The results I would like returned are:
PolicyNumber DecpageID Risk
AR-0000301132-04 41 1
AR-0000301132-04 41 2
I have figured out 2 different queries I can use to return my desired results but I don't think they are the most efficient. The queries I came up with are:
select PolicyNumber, MAX(decpageid) as decpageid, Risk
from StatRiskDecpages
where
PolicyNumber = 'AR-0000301132-04'
and decpageid = (
select MAX(decpageid)
from StatRiskDecpages
where PolicyNumber = 'AR-0000301132-04'
)
;
This returns the desired results but I don't want to have to specify the policy number more then once in the query. Is there a way to call the policynumber into the sub query from the outer query?
The other query I came up with was:
select t1.PolicyNumber,t2.DecpageID, t2.Risk
from (
select PolicyNumber, MAX(decpageid) as decpageid
from StatRiskDecpages
where PolicyNumber = 'AR-0000301132-04'
group by PolicyNumber
) as t1
left join StatRiskDecpages as t2
on t1.PolicyNumber = t2.PolicyNumber
and t1.decpageid = t2.DecpageID
;
I like this query because I only have to specify the policynumber 1 time and I can also expand the query so I can return the info for multiple policynumbers.
What I need to know is if this is the most efficient way of writing the query?
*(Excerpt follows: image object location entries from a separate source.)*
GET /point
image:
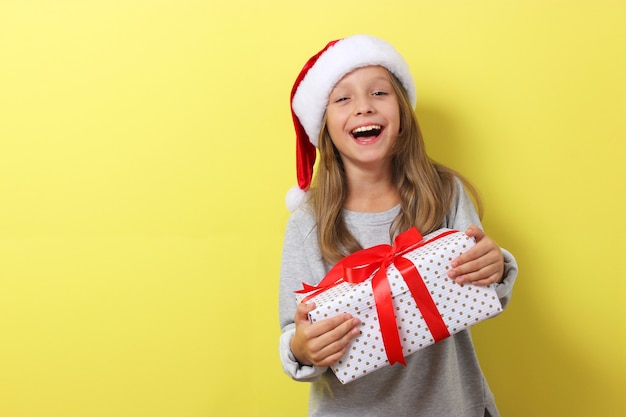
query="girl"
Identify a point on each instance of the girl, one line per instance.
(354, 100)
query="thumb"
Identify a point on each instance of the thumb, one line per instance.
(302, 313)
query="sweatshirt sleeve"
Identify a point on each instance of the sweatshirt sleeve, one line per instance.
(462, 215)
(300, 263)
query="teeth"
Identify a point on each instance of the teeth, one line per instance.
(366, 128)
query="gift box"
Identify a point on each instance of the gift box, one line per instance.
(403, 298)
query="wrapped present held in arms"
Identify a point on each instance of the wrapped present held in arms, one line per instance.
(403, 297)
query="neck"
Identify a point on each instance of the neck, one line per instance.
(371, 193)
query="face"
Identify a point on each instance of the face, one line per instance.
(363, 118)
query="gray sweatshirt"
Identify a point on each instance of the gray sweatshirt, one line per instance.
(442, 380)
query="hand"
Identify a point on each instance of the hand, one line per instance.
(324, 342)
(483, 264)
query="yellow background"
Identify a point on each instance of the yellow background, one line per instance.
(146, 147)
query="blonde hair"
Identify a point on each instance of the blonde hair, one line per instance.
(426, 187)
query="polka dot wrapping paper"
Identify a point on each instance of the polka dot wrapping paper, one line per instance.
(443, 307)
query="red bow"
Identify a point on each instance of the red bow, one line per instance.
(359, 266)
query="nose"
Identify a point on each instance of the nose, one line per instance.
(363, 105)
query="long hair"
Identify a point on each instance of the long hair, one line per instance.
(426, 187)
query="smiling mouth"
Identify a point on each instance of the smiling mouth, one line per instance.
(366, 131)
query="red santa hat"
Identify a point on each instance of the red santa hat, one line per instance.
(310, 92)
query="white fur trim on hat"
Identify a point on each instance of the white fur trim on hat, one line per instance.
(311, 97)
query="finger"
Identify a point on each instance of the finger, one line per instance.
(302, 313)
(475, 232)
(329, 347)
(475, 252)
(333, 328)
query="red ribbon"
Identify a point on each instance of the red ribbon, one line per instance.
(359, 266)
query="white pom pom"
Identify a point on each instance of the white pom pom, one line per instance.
(295, 197)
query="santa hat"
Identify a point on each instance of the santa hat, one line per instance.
(310, 92)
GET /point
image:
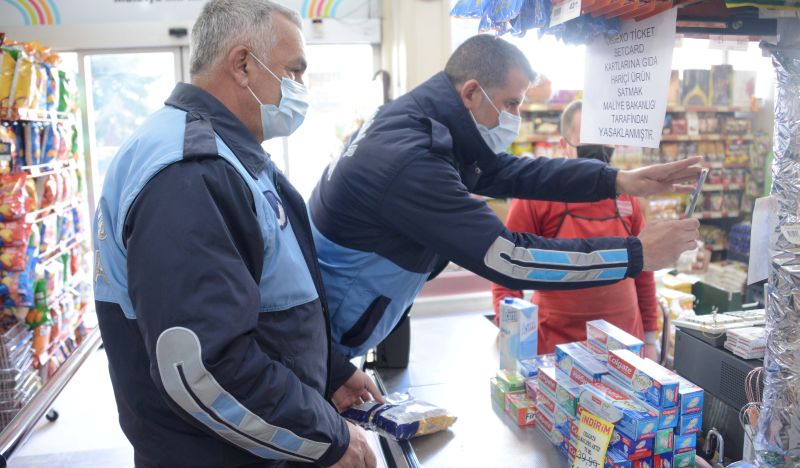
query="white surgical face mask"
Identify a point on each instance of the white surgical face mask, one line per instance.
(284, 119)
(500, 137)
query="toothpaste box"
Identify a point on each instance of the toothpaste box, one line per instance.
(683, 460)
(547, 379)
(664, 442)
(521, 409)
(667, 418)
(518, 331)
(545, 424)
(617, 460)
(690, 396)
(578, 363)
(685, 443)
(631, 418)
(689, 424)
(529, 368)
(499, 393)
(631, 449)
(649, 382)
(568, 394)
(606, 337)
(548, 402)
(663, 460)
(531, 389)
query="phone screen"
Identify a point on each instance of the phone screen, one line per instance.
(701, 179)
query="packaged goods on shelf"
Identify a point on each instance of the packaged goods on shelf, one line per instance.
(648, 380)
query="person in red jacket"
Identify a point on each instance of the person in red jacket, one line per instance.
(629, 304)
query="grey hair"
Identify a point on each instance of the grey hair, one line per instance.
(224, 23)
(487, 59)
(568, 115)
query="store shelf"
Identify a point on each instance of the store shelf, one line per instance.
(722, 187)
(11, 113)
(23, 424)
(53, 167)
(709, 137)
(717, 215)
It seems a little redundant. I might be wrong but I think there might be a better more efficient way of writing the query. Any suggestions?
Solution
I'd probably use
SELECT TOP (1) WITH TIES PolicyNumber,
decpageid,
Risk
FROM StatRiskDecpages
WHERE PolicyNumber = 'AR-0000301132-04'
ORDER BY decpageid DESC
Assuming the covering index on (PolicyNumber, decpageid) INCLUDE(Risk)
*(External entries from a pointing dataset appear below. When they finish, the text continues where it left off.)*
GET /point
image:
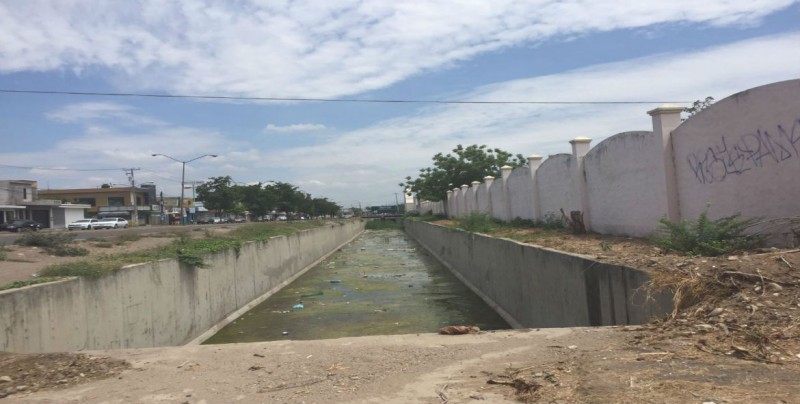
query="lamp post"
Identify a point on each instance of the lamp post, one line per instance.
(183, 176)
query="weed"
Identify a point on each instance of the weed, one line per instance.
(186, 249)
(125, 238)
(551, 221)
(67, 251)
(20, 284)
(82, 268)
(376, 224)
(707, 237)
(523, 223)
(39, 239)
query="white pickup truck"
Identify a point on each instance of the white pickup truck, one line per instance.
(111, 223)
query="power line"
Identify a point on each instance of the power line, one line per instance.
(62, 169)
(310, 99)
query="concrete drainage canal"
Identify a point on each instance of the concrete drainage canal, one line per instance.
(382, 283)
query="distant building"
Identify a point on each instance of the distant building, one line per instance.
(138, 204)
(19, 199)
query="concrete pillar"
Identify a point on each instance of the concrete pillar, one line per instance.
(665, 119)
(534, 161)
(474, 196)
(488, 180)
(449, 204)
(581, 146)
(505, 173)
(456, 212)
(463, 207)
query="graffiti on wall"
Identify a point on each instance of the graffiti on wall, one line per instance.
(737, 155)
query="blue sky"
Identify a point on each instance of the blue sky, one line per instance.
(355, 153)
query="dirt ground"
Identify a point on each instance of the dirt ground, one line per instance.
(733, 338)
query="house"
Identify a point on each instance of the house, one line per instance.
(136, 204)
(19, 199)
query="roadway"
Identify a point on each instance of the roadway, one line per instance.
(9, 237)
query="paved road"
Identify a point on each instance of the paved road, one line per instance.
(9, 238)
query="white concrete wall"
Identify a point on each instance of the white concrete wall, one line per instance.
(620, 176)
(740, 155)
(484, 198)
(520, 188)
(555, 185)
(499, 200)
(158, 304)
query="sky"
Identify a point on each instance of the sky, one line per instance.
(239, 74)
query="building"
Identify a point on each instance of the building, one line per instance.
(137, 204)
(19, 199)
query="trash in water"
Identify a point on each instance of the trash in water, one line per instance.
(459, 329)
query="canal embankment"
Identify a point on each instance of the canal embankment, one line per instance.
(381, 283)
(162, 303)
(532, 286)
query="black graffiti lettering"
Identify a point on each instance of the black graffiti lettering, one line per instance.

this will give you a plan like
OTHER TIPS
Here's how I refactored your query. (first I'll post your query with your execution plan, and then follows is my new query and the corresponding query plan)
Your Query
Select
t1.PolicyNumber,
t2.DecpageID,
t2.Risk
from
(
select
PolicyNumber,
MAX(decpageid) as decpageid
from StatRiskDecpages
where PolicyNumber = 'AR-0000301132-04'
group by PolicyNumber
) as t1
left join StatRiskDecpages as t2
on t1.PolicyNumber = t2.PolicyNumber
and t1.decpageid = t2.DecpageID
The execution plan for your query is as follows:
And then I wrote the query like this, giving the same desired results:
My Query
select
p.PolicyNumber,
p.decpageid,
p.Risk
from StatRiskDecpages p
where decpageid in
(
select max(decpageid)
from StatRiskDecpages
where PolicyNumber = p.PolicyNumber
)
This shows an execution plan of this:
Notice the single Table Scan (as opposed to your two Table Scans), as well as the lack of the Nested Loops for the JOIN.
As for what looks better and more maintainable, I think they are both relatively workable. Just some ideas and graphical representation of an alternative.
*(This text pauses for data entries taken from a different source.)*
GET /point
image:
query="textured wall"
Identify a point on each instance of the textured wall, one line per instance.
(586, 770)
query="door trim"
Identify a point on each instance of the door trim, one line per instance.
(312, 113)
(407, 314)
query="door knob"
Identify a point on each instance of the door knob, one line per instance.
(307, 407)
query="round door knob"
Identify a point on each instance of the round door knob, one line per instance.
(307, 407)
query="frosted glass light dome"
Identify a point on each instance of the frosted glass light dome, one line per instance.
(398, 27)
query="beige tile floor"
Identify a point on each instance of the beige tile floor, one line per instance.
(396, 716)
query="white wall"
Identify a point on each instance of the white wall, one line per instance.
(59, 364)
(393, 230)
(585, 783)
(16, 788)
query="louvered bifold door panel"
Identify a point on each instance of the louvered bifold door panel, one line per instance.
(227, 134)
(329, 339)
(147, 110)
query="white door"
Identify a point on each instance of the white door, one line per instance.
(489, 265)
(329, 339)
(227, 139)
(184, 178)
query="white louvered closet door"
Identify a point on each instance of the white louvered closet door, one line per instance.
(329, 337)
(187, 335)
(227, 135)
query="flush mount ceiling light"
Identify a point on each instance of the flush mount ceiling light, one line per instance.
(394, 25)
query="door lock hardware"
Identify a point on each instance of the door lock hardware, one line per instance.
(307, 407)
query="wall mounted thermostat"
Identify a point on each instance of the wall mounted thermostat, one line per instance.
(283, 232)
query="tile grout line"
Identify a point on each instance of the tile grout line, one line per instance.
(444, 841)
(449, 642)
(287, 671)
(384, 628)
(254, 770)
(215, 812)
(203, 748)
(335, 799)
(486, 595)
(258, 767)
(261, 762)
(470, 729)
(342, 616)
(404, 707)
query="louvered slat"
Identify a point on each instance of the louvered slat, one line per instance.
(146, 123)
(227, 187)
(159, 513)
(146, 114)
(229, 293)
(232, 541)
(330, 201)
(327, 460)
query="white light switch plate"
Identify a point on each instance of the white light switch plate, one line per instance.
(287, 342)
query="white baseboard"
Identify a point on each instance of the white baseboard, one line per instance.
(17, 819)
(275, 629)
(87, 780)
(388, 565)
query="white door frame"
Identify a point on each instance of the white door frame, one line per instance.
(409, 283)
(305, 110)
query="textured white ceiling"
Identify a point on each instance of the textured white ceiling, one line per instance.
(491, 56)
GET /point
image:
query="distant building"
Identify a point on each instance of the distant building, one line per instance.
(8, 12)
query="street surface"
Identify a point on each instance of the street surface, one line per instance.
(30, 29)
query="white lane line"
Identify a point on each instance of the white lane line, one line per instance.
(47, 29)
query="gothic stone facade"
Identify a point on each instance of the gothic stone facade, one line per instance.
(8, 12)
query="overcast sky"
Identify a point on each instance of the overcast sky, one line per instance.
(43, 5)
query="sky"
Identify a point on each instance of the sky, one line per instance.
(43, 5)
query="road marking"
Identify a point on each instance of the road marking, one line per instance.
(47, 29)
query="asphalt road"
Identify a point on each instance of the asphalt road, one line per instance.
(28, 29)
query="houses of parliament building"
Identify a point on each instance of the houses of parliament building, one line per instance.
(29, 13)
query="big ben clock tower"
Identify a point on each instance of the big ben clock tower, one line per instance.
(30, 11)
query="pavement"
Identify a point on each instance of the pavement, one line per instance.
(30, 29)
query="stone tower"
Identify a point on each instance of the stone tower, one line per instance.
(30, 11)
@ypercube makes a good point that an elegant looking query does not necessarily mean it will be more efficient. I have no idea about your indexes or data size but you may want to compare the following window function version against your existing queries (I would check both duration and the quality of the plans):
;WITH x AS
(
SELECT PolicyNumber, decpageid, Risk,
dr = DENSE_RANK() OVER (ORDER BY decpageid DESC)
FROM dbo.StatRiskDecpages
WHERE PolicyNumber = 'AR-0000301132-04'
)
SELECT PolicyNumber, decpageid, Risk
FROM x
WHERE dr = 1;
You may also consider leaving the PolicyNumber out of the result set. You already know what it is, since you passed it in, and it's the same redundant data on every row.